Shuo Xing,Hongyuan Hua,Xiangbo Gao,Shenzhe Zhu,Renjie Li,Kexin Tian,Xiaopeng Li,Heng Huang,Tianbao Yang,Zhangyang Wang,Yang Zhou,Huaxiu Yao,Zhengzhong Tu

from arxiv, Published at TMLR 2025

Recent advancements in large vision language models (VLMs) tailored for autonomous driving (AD) have shown strong scene understanding and reasoning capabilities, making them undeniable candidates for end-to-end driving systems.

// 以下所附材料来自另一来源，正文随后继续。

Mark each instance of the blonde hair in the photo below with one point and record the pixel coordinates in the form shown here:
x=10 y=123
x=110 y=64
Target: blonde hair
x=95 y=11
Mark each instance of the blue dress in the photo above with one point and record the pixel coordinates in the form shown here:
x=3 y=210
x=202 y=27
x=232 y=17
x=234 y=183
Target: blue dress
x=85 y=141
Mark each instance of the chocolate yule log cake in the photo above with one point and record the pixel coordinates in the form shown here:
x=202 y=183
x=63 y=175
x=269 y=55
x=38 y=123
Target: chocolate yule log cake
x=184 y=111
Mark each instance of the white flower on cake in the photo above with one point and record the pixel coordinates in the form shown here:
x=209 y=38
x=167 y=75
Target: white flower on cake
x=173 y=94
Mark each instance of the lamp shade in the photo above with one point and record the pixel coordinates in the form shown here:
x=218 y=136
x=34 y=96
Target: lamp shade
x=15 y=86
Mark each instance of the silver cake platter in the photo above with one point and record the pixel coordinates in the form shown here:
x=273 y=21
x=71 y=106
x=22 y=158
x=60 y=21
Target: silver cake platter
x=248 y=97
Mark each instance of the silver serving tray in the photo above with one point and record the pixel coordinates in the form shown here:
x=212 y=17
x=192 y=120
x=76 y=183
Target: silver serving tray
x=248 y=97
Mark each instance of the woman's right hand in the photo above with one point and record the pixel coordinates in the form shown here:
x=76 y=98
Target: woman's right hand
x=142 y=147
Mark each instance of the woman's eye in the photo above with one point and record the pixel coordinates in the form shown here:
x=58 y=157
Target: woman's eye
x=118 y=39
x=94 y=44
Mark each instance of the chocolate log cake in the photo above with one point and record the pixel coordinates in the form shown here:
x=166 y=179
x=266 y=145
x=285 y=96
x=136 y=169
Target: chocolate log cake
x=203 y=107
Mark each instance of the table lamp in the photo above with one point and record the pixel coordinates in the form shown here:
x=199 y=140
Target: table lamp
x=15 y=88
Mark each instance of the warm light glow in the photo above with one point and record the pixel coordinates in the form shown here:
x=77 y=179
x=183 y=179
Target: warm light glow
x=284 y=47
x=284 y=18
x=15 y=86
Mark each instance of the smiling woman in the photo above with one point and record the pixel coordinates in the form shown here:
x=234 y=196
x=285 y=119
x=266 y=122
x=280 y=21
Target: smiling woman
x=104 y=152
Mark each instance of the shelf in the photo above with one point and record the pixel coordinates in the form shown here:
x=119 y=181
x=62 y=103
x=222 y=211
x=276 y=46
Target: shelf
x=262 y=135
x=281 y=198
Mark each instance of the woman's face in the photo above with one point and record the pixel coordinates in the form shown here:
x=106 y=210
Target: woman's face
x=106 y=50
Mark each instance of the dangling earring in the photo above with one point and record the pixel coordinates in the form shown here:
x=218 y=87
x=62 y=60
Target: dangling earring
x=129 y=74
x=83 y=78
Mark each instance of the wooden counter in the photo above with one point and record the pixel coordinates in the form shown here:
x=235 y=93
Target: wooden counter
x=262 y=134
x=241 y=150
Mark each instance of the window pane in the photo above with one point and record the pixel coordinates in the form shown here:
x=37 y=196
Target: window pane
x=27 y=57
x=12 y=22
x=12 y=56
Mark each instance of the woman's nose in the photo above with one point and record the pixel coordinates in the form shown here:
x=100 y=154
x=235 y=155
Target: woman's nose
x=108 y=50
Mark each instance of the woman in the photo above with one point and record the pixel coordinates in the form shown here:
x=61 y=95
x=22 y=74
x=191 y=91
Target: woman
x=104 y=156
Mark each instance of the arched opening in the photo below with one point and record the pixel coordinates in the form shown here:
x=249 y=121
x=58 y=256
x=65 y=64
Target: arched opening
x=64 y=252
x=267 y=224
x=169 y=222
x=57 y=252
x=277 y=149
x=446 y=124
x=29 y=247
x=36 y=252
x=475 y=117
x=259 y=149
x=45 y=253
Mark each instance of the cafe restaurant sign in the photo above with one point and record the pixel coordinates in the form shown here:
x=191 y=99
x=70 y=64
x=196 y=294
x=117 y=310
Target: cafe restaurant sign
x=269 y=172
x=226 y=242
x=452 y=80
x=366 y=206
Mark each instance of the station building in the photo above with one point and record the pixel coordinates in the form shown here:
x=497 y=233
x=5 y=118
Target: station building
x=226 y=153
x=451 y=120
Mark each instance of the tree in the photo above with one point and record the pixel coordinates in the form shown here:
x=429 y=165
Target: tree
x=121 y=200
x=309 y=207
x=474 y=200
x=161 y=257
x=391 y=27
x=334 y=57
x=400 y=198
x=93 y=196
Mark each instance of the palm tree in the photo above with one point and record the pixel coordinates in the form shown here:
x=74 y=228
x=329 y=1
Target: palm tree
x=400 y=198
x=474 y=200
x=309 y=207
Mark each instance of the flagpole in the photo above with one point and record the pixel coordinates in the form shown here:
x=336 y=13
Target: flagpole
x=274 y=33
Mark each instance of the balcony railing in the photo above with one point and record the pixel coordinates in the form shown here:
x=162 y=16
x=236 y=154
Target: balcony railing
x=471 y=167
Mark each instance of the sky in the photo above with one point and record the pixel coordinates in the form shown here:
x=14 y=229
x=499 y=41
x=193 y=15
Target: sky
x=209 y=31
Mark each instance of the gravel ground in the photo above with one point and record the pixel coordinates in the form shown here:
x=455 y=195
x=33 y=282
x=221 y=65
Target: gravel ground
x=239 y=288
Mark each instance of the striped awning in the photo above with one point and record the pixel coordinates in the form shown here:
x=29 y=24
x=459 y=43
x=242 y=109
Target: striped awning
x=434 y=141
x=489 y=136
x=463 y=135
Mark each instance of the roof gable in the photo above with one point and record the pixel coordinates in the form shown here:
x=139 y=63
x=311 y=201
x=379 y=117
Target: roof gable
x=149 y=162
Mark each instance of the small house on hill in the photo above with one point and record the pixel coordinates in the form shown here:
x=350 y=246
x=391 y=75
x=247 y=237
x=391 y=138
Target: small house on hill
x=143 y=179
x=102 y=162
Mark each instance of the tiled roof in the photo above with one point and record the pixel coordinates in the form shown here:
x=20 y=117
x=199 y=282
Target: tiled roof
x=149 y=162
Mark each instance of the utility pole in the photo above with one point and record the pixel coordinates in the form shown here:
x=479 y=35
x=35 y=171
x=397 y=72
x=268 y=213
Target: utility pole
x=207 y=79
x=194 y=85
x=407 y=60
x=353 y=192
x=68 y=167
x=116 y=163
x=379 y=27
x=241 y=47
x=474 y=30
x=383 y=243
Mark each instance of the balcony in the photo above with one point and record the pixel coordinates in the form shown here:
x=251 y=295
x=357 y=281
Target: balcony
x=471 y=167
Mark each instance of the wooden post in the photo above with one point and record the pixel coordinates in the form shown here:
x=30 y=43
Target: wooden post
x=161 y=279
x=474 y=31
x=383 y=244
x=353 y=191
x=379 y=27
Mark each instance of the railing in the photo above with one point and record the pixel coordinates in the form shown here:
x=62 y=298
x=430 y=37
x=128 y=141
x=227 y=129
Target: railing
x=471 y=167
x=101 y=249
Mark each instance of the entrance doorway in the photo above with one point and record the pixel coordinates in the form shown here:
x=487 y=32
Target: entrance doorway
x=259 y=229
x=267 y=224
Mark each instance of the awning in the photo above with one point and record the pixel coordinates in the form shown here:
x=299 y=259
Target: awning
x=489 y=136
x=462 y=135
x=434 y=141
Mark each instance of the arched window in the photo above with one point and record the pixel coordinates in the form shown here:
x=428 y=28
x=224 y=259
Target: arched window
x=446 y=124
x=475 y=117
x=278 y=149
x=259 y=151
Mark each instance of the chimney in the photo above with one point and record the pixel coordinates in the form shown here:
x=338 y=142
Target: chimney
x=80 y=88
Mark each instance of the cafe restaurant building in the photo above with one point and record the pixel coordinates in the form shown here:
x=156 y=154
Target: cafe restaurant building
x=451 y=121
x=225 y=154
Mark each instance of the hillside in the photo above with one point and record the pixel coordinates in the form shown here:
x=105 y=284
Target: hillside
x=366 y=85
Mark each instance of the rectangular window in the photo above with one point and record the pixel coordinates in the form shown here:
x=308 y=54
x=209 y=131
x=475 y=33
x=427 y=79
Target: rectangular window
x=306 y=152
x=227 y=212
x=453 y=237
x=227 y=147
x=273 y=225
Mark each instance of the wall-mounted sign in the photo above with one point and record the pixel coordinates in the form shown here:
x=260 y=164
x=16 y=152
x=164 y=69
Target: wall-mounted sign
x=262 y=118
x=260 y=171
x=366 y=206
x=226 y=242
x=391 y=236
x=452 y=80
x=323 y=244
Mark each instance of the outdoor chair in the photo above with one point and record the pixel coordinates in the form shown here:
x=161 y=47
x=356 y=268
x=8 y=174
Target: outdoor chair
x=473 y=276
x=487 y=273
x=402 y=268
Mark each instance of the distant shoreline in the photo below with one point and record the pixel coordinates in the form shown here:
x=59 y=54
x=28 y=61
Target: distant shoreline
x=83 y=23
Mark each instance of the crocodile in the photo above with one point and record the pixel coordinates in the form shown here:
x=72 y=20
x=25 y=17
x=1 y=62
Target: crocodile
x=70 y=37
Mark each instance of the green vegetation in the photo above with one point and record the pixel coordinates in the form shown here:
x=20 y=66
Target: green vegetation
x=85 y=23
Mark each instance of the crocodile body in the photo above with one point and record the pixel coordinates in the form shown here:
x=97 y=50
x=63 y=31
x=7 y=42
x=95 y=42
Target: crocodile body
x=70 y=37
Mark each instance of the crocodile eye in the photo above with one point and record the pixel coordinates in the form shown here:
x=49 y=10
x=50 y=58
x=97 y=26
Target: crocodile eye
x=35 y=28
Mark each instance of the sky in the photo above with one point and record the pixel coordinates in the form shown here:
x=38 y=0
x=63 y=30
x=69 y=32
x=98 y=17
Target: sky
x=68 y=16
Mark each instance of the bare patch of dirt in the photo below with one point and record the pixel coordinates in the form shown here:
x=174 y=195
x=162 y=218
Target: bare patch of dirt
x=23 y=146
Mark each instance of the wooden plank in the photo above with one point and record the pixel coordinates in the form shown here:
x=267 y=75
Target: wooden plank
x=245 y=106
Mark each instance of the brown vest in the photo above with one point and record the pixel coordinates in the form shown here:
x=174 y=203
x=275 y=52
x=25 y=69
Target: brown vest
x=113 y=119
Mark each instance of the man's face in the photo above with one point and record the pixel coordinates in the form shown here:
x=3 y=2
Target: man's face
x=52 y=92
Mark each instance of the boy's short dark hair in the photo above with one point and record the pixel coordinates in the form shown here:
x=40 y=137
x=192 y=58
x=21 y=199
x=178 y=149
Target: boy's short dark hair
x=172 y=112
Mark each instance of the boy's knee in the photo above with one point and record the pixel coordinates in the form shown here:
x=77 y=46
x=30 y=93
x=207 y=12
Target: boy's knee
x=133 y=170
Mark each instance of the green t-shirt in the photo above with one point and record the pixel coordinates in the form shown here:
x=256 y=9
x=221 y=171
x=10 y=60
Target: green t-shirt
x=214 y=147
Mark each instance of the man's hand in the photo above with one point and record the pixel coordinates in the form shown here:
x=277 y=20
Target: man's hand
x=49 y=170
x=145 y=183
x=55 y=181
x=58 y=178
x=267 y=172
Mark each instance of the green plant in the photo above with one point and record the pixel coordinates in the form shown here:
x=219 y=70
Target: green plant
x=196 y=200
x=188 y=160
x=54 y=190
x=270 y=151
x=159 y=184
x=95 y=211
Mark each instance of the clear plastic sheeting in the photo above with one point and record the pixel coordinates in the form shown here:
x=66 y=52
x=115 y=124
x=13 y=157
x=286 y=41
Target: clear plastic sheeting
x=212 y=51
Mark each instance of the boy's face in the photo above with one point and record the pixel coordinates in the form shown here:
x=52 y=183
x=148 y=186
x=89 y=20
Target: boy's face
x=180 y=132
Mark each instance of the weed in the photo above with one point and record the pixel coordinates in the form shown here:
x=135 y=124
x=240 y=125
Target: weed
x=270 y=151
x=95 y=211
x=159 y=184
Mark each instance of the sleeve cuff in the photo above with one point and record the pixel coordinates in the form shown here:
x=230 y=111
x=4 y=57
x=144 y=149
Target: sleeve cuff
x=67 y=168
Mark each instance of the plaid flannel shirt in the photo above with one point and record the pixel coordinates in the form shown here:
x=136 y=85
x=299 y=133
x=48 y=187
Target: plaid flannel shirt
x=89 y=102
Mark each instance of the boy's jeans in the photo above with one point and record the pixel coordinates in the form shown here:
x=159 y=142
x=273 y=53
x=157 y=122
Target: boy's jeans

However, limited work exists on studying the trustworthiness of DriveVLMs -- a critical factor that directly impacts public transportation safety. In this paper, we introduce AutoTrust, a comprehensive trustworthiness benchmark for large vision-language models in autonomous driving (DriveVLMs), considering diverse perspectives -- including trustfulness, safety, robustness, privacy, and fairness. We constructed the largest visual question-answering dataset for investigating trustworthiness issues in driving scenarios, comprising over 10k unique scenes and 18k queries. We evaluated six publicly available VLMs, spanning from generalist to specialist, from open-source to commercial models. Our exhaustive evaluations have unveiled previously undiscovered vulnerabilities of DriveVLMs to trustworthiness threats. Specifically, we found that the general VLMs like LLaVA-v1.6 and GPT-4o-mini surprisingly outperform specialized models fine-tuned for driving in terms of overall trustworthiness. DriveVLMs like DriveLM-Agent are particularly vulnerable to disclosing sensitive information. Additionally, both generalist and specialist VLMs remain susceptible to adversarial attacks and struggle to ensure unbiased decision-making across diverse environments and populations. Our findings call for immediate and decisive action to address the trustworthiness of DriveVLMs -- an issue of critical importance to public safety and the welfare of all citizens relying on autonomous transportation systems. We release all the codes and datasets in https://github.com/taco-group/AutoTrust.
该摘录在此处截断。